James Lee Massey (February 11, 1934 – June 16, 2013) was an American information theorist and
cryptographer, Professor Emeritus of Digital Technology at ETH Zurich. His notable work includes the application of the Berlekamp–Massey algorithm to linear codes, the design of the block ciphers IDEA (with Xuejia Lai, based on the Lai-Massey scheme) and SAFER, and the Massey-Omura cryptosystem (with Jim K. Omura).

Biography
Massey was born in Wauseon, Ohio. As a child, after the death of his father in Ohio, he moved with his mother and brother to Mendota, Illinois. At age 14, his family moved to Ottawa, Illinois. After graduating from St. Bede Academy, he entered the University of Notre Dame. He received a B.S. in electrical engineering from Notre Dame in 1956 and was granted an NSF Fellowship.

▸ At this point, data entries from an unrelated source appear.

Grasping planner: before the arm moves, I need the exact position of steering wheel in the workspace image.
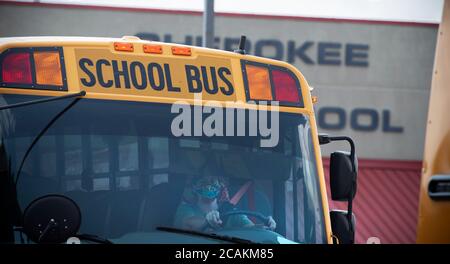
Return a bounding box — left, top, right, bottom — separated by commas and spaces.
220, 210, 270, 226
201, 210, 270, 231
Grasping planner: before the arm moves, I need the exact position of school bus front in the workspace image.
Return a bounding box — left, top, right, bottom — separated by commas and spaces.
0, 37, 358, 243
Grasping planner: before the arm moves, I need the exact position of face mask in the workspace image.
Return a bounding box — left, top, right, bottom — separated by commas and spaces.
195, 183, 221, 200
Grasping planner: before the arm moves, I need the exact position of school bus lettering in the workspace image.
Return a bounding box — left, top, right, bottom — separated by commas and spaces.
79, 58, 95, 87
77, 50, 235, 100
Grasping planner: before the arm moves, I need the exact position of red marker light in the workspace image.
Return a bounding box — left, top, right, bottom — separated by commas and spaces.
272, 70, 300, 103
2, 52, 32, 84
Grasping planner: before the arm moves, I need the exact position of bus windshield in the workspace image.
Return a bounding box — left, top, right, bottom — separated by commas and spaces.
0, 94, 326, 243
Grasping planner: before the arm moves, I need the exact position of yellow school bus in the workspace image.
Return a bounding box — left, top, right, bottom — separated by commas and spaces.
0, 36, 357, 243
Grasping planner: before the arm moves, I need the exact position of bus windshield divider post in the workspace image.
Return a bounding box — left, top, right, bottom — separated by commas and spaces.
15, 91, 86, 188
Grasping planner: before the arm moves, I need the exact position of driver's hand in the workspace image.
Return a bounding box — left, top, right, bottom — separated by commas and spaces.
205, 210, 222, 228
268, 216, 277, 230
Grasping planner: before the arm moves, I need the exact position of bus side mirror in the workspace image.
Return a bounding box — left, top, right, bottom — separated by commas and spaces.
330, 210, 355, 244
330, 151, 358, 201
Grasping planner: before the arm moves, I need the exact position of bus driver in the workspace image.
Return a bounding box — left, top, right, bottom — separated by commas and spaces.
174, 176, 276, 231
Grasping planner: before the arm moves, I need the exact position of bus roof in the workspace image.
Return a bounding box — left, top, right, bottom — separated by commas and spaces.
0, 36, 313, 112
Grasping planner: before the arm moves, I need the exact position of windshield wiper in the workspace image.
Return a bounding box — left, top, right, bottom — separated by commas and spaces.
75, 234, 114, 244
156, 226, 256, 244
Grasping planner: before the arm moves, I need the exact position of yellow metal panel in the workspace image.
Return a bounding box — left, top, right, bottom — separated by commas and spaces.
417, 0, 450, 243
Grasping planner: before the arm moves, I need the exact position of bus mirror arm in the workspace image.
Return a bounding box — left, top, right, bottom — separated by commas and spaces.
0, 91, 86, 111
319, 134, 358, 243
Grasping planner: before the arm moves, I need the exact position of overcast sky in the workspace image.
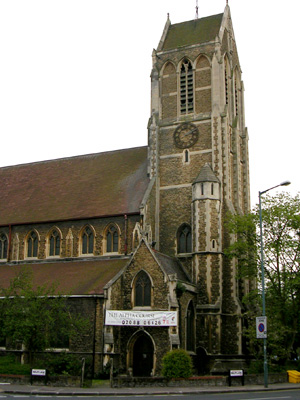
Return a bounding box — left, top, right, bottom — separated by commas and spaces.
0, 0, 300, 204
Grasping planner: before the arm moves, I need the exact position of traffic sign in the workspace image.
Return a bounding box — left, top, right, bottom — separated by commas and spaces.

After three years of military service, he began graduate studies in 1959 at MIT, where he concentrated on coding theory and was awarded a Ph.D. in 1962, with John Wozencraft as his advisor. He returned to Notre Dame, where he taught electrical engineering until 1977, publishing significant research in convolutional codes, frame synchronization techniques and feedback-assisted communication. After a brief period at UCLA, Massey accepted a position at ETH Zurich in 1980. He remained there until his retirement in 1998.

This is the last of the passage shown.